The results of his research contributed to various operational research prototypes and commercial systems. In 1993 Philips Dictation Systems Vienna introduced a product for large-vocabulary continuous-speech recognition. In 1997 Philips Dialogue Systems Aachen introduced a spoken dialogue system for traintable information via the telephone. In VERBMOBIL, his team introduced the phrase-based approach to data-driven machine translation, which in 2008 was used by his former PhD students at Google as starting point for the service Google Translate. In TC-STAR, his team built the first research prototype system for spoken language translation of real-life domains.
Awards: 2005 Technical Achievement Award of the IEEE Signal Processing Society; 2013 Award of Honour of the International Association for Machine Translation; 2019 IEEE James L. Flanagan Speech and Audio Processing Award; 2021 ISCA Medal for Scientific Achievements.
The last 40 years have seen a dramatic progress in machine learning and statistical methods for speech and language processing like speech recognition, handwriting recognition and machine translation. Many of the key statistical concepts had originally been developed for speech recognition. Examples of such key concepts are the Bayes decision rule for minimum error rate and sequence-to-sequence processing using approaches like the alignment mechanism based on hidden Markov models and the attention mechanism based on neural networks.

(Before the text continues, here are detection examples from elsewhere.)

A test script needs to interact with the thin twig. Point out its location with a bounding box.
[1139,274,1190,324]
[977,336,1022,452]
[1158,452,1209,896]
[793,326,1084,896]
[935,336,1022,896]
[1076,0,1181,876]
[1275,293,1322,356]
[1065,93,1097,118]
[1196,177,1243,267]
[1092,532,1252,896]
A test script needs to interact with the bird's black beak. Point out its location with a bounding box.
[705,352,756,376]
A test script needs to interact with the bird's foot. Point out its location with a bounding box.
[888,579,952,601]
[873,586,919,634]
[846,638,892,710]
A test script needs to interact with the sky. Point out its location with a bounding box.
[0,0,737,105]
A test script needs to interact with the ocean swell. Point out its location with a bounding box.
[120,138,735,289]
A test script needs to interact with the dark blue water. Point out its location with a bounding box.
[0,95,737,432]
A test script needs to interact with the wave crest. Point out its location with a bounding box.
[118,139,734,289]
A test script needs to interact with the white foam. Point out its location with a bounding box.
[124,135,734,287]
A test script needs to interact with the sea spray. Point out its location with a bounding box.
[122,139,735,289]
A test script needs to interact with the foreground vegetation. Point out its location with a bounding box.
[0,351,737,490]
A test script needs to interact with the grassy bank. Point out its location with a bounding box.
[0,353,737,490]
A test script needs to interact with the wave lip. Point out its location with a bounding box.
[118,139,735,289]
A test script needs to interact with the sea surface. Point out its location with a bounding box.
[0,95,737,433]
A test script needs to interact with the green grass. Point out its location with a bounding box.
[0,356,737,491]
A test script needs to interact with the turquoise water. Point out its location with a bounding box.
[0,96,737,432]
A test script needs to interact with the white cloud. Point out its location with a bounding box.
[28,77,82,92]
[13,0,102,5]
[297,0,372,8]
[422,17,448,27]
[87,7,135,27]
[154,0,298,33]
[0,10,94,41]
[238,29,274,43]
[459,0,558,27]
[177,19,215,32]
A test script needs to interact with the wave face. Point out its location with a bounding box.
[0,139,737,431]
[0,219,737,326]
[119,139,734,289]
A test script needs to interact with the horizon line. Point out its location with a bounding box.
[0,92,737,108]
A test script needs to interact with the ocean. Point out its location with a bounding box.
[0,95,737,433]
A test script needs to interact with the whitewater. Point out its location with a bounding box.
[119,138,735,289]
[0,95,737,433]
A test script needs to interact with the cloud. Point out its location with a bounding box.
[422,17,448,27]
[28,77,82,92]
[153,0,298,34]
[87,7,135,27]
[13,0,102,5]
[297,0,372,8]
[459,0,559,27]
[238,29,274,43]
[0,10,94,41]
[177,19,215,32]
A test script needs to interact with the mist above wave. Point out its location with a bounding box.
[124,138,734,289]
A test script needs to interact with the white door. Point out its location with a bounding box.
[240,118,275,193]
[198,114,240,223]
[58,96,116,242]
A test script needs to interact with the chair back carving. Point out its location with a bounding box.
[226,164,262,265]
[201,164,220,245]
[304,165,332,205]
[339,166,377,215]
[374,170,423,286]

Recently the accuracy of speech recognition, handwriting recognition machine translation could be improved significantly by the use of artificial neural networks and specific architectures, such as deep feedforward multi-layer perceptrons and recurrent neural networks, attention and transformer architectures. We will discuss these approaches in detail and how they form part of the probabilistic approach.
Gregory Rogez is a Senior Scientist at NAVER LABS Europe, in Grenoble, France, where he leads the Computer Vision group. He received an M.Eng in Physics from ENSPM/Centrale Marseille France in 2002, and MSc and Ph.D. degrees in computer vision from the University of Zaragoza, Spain, in 2005 and 2012 respectively. During his PhD, he was a regular visiting student (2007-2008) and research fellow (2009-2010) in Oxford, UK.
His work on monocular human body pose analysis received the best Ph.D. thesis award from the Spanish Association on Pattern Recognition (AERFAI) for the period 2011-2013. He was then a Marie Curie Fellow at UC Irvine, USA (2013-2015), a Research Scientist at Inria, France (2015-2018) and joined NAVER LABS Europe in 2019. His main research interests include computer vision and deep learning, with a special focus on sensing and understanding people from visual data and the application of such technology to AR/VR and robotics. He has published more than 30 papers on the topic and is a regular reviewer for top-tier journals and conferences in the field.
In this tutorial, I will explain how the complex and severely ill-posed problem of 3D human pose estimation from monocular images can be tackled as a detection problem using standard object classifiers. I will review the classication-based techniques that were proposed over the past 15 years to handle different levels of the human body including full-body, upper body, face and hands. I will discuss advantages and drawbacks of classification approaches and present in detail some solutions involving training data synthesis, CNN architectures, distillation and transformers.